Terminology & Disassembly

These raw byte commands that the CPU executes are called "machine code". "assembly language" is just a human-readable translation of machine code. An "assembler", like NASM, reads assembly language and writes executable machine code. A "disassembler", like PE Explorer or IDA Pro (for Windows), or objdump (for Linux or Mac OS X), reads an executable and writes assembly language (in NetRun, hit "Disassemble" checkbox under "Options").

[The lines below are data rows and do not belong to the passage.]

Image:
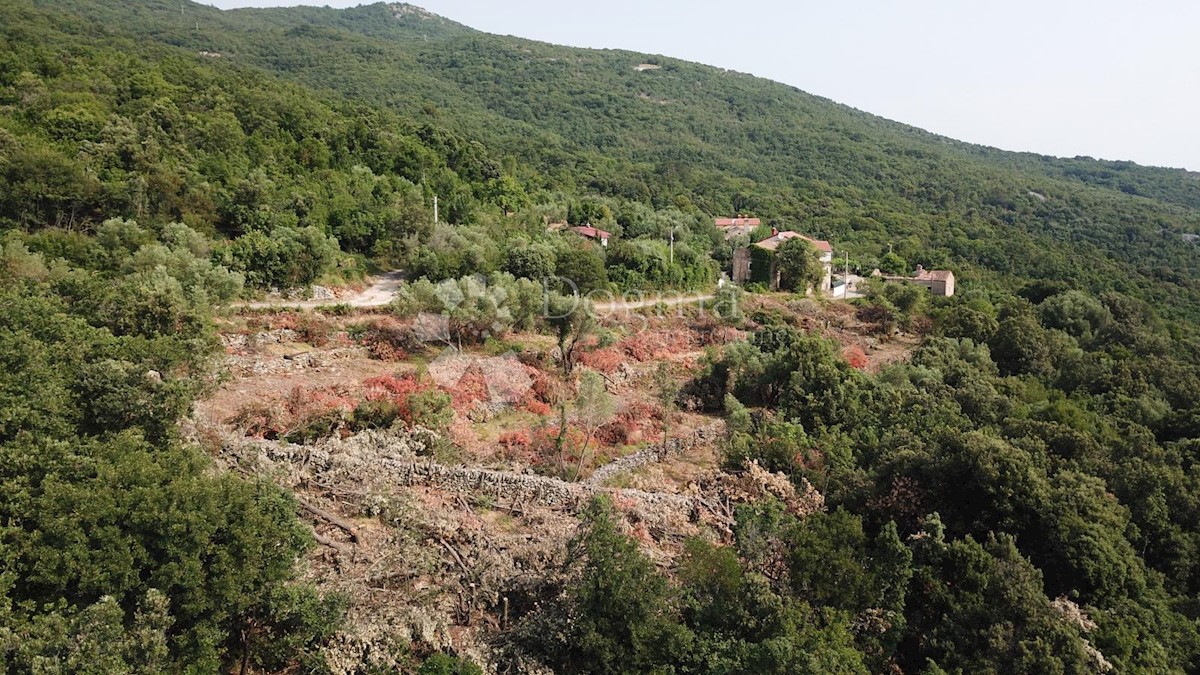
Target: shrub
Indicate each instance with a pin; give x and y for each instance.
(856, 357)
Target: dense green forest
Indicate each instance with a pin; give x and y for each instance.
(160, 159)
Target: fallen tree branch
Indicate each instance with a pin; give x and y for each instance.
(327, 542)
(331, 519)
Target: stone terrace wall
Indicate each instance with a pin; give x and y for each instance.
(657, 453)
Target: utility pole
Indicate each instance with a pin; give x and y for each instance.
(845, 280)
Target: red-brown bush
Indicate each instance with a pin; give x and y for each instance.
(856, 357)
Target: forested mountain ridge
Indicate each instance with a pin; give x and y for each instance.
(1003, 481)
(706, 141)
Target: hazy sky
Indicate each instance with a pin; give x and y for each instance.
(1111, 79)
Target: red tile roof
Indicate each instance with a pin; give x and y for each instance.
(934, 274)
(736, 221)
(773, 243)
(591, 232)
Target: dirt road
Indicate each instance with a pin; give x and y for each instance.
(383, 288)
(381, 292)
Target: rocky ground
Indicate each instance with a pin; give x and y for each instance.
(437, 538)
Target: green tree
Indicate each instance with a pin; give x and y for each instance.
(799, 266)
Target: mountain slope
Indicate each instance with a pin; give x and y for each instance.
(707, 141)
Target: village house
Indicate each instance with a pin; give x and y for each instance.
(939, 281)
(738, 226)
(744, 261)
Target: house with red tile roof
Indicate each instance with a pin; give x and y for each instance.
(733, 227)
(939, 281)
(744, 261)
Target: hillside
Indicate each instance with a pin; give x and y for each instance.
(714, 142)
(229, 443)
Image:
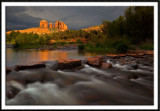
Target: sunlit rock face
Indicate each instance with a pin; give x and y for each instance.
(60, 25)
(43, 24)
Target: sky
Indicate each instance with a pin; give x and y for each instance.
(23, 17)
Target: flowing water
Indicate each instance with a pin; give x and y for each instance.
(120, 85)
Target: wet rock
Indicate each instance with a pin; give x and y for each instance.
(149, 52)
(96, 61)
(106, 65)
(112, 56)
(134, 66)
(8, 70)
(54, 66)
(30, 66)
(69, 64)
(115, 56)
(12, 91)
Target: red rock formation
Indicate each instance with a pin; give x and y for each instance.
(43, 24)
(60, 25)
(50, 25)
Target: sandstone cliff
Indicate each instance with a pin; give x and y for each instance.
(43, 28)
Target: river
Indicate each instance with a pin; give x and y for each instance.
(25, 56)
(122, 84)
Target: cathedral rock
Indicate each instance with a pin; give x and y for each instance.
(58, 25)
(44, 24)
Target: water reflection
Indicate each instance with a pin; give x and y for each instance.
(26, 56)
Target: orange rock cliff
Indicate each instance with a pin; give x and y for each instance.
(45, 28)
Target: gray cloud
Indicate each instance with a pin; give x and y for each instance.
(74, 17)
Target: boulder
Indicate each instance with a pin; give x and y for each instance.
(30, 66)
(106, 65)
(96, 61)
(69, 64)
(8, 70)
(12, 91)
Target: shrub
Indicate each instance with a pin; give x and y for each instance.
(79, 41)
(121, 47)
(80, 47)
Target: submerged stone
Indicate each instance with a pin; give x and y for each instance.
(30, 66)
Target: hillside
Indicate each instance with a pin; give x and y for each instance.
(37, 30)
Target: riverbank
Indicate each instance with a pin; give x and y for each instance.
(102, 80)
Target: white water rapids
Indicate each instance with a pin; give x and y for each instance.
(88, 86)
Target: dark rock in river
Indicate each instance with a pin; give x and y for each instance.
(96, 61)
(69, 64)
(106, 65)
(30, 66)
(8, 70)
(12, 91)
(134, 66)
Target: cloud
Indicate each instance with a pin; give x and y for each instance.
(75, 17)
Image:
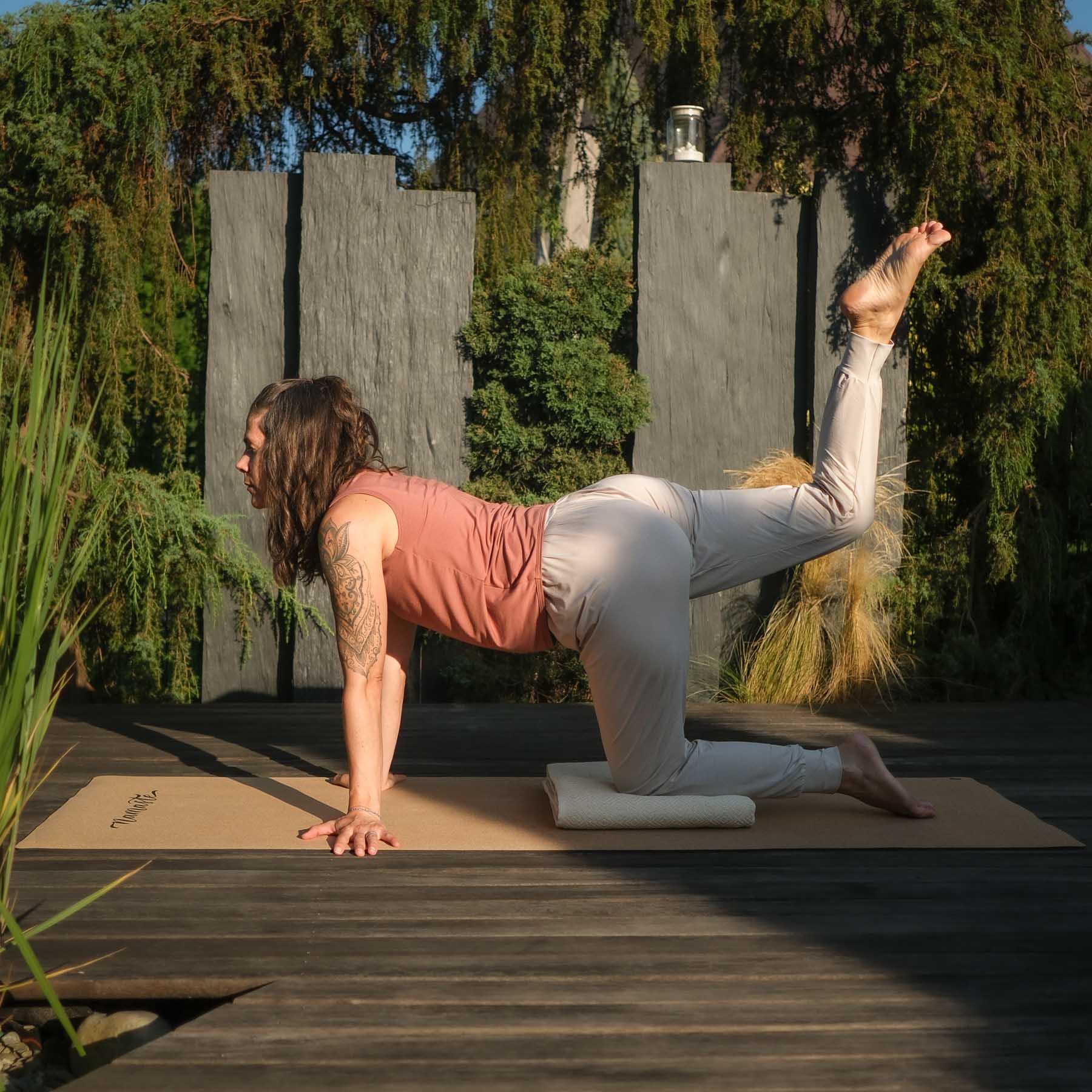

If you just want to look at the machine code inside a function, you can just do some pointer typecasting and start printing bytes of machine code:

int bar(void) { /* some random function: we look at bar's machine code below! */
	return 17;
}

int foo(void) {
	const unsigned char *data=(unsigned char *)(&bar);
	for (int i=0;i<10;i++) /* print out the bytes of the bar function */
		std::cout<<"0x"<<std::hex<<(int)data[i]<<"\n";
	return 0;
}

(Try this in NetRun now!)

This prints out the same bytes inside bar that you see in the "Disassembler" tab. Which instructions is the compiler using?